By 1932, the Veterans’ Bureau had grown into the Veterans Administration, and the agency was funding care for more than 44,000 patients in approximately 70 hospitals throughout the country.
In 1955, the year Marx died and left a portion of his fortune to the DAV, the veterans’ health system he helped to shape was serving not only thousands of elderly World War I veterans but also former service members of World War II and the Korean War.
In the years to come, during and after the United States’ many mass conflicts, the system continued to expand in response to changing demands wrought by modern warfare and the activism of veterans. Publicity surrounding the neglect and struggles of Vietnam veterans in the 1970s helped create an awareness of the unique challenges of re-adaptation to civilian life. As a result, the VA established and expanded community-based mental health counseling and programs aimed at combating substance abuse, homelessness and the long-term consequences of exposure to chemical weapons, such as Agent Orange.
Responding to the needs of a new cadre of veterans of the Persian Gulf War, VA leadership in the 1990s replaced the agency’s hospital-centered model with “integrated service networks,” which relied on a variety of in- and outpatient facilities in particular regions.
Today, as demands for health-care access swell, veterans’ advocacy groups have focused their efforts on opposing calls for increased “choice,” or more privately based care. VA, according to a recent issue brief from the DAV, “must remain the guarantor, coordinator and primary provider of care for most veterans.”
Marx and the WWI generation worked to ensure the existence of such a “guarantor.” The government, they believed, should oversee and be held accountable for tidying up the massive personal and physical consequences of wars via a federally administered medical system.

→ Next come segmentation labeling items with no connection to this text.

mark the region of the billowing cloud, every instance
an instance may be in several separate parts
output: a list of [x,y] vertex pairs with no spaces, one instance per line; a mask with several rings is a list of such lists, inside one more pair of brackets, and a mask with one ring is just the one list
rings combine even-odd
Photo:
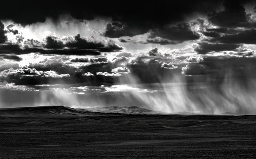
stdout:
[[0,54],[0,60],[9,60],[15,61],[20,61],[22,60],[22,58],[14,55]]
[[166,25],[163,28],[151,30],[148,35],[150,39],[147,42],[162,44],[176,44],[199,38],[200,35],[197,33],[191,30],[189,24],[173,23]]
[[255,22],[250,21],[242,3],[238,1],[224,1],[224,11],[208,14],[210,21],[220,27],[252,27],[256,26]]
[[35,68],[23,67],[14,69],[12,68],[1,72],[0,79],[16,85],[34,85],[60,82],[60,79],[69,77],[70,75],[58,74],[53,71],[37,71]]
[[0,44],[4,43],[7,40],[4,29],[4,24],[0,21]]
[[222,51],[232,51],[240,46],[236,44],[199,43],[194,46],[194,50],[200,54],[206,54],[211,52],[220,52]]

It was, and remains, both a perfect ideal and an utterly impossible task. Privatization will not necessarily make it easier to provide quality care. Indeed, reports about the implementation of the Choice program, which provides resources for veterans to access private care, are decidedly mixed, if not discouraging. That means that those hoping to apply a small-government approach to veterans’ care may soon find that, if their strategies are more widely adopted by a Trump administration friendly to their agenda, the private sector will bear the blame for failing to fulfill the hefty and nebulous responsibility of alleviating the wounds of war.